For those who haven't seen this before, you can read an introduction here (I should note that Dean Oliver is now with ESPN instead of the Nuggets).

The Defensive Score Sheet (DSS) is back!  After a summer of thinking and experimenting, I've got some new ways to present individual defense that I think you will like and hopefully will be a bit easier to read and understand. 

Despite some problems that Glenn diagrammed so beautifully, the Cats turned in a fine defensive performance in their first game, holding an overmatched Marist team to 58 points in 75 possessions.  Here's how the individual players contributed to that effort.

I'll make a few comments and observations, but I'll have more to say about the results in future games.  Mostly I'm treating this as a (re-)introduction to the project.

These first 2 tables are new: a Defense Box Score.  This is exactly like a regular box score, except everything is from the perspective of defense.  So for example, you can see that MKG only allowed a single made FG (a 3 pointer) while defending 7.5 attempts.  He sent Marist players to the line 2 times and forced 3.5 turnovers.  Overall, only 4 points were scored against him. 

You should take particular note of the "TEAM" line for UK.  This line is a catch-all for any results that can't be attributed to a player.  Open shots go here, as do turnovers that aren't a result of the defense (such as throwing a pass out of bounds while not being guarded).  UK only allowed 4 open shots which is a terrifically low total - one of the good things UK did this game was to at least marginally contest most shots.


Here are the calculated defensive ratings.   I've included the exact totals for stops and scores so you can see how well the estimates match them.  It is typical for stops to be overestimated and scores to be underestimated due to free throws.

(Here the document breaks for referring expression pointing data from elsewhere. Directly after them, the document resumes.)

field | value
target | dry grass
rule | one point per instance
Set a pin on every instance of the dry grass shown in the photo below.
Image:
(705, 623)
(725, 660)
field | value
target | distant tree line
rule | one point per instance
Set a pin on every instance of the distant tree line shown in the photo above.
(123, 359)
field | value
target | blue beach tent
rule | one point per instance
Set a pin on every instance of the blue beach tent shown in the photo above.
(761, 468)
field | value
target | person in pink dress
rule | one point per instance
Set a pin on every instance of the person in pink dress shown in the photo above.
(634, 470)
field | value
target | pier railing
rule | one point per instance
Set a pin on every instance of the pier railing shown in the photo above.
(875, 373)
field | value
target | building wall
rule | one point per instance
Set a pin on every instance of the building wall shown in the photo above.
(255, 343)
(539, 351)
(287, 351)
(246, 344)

  • Stops are the number of possessions when a team prevents a score of any kind, whereas scores are the number of possessions in which the opponent scores at least 1 point. 
  • Plays is just the sum of stops and scores. 
  • Stop% is the percentage of times a player gets a stop
  • Usage% is the percentage of defensive possessions that a player is involved in while they are on the floor. 
  • DefRtg (short for Defensive Rating) is the number of points a player would allow if they guarded 100 possessions (lower is better).


The stars of this game for UK were Kidd-Gilchrist and Davis who combined outstanding ratings with active participation in the defense.  Those Stop% of 86% and 89% are absolutely sick (for the opponent).  Eloy Vargas also shined in his limited minutes, thanks mostly to his 7 defensive rebounds.  On the down side Miller, Lamb, and Teague had (relative) trouble with Marist's guards and wings as each had a defensive rating worse than the overall team rating of 77.3.  Wiltjer was somewhat of a mixed bag - he had a Defensive Rating worse than the team, but his Stop% of 59% is quite good.

This last chart is something I'm excited about this year: a grid showing who the Wildcats made their plays against.  For example, MKG was all over the place making plays against 8 of the 11 Marist players who took the floor and you can see that Davis made 6 plays against Dorvell Carter which is who I observed him guarding for a good bit of the game.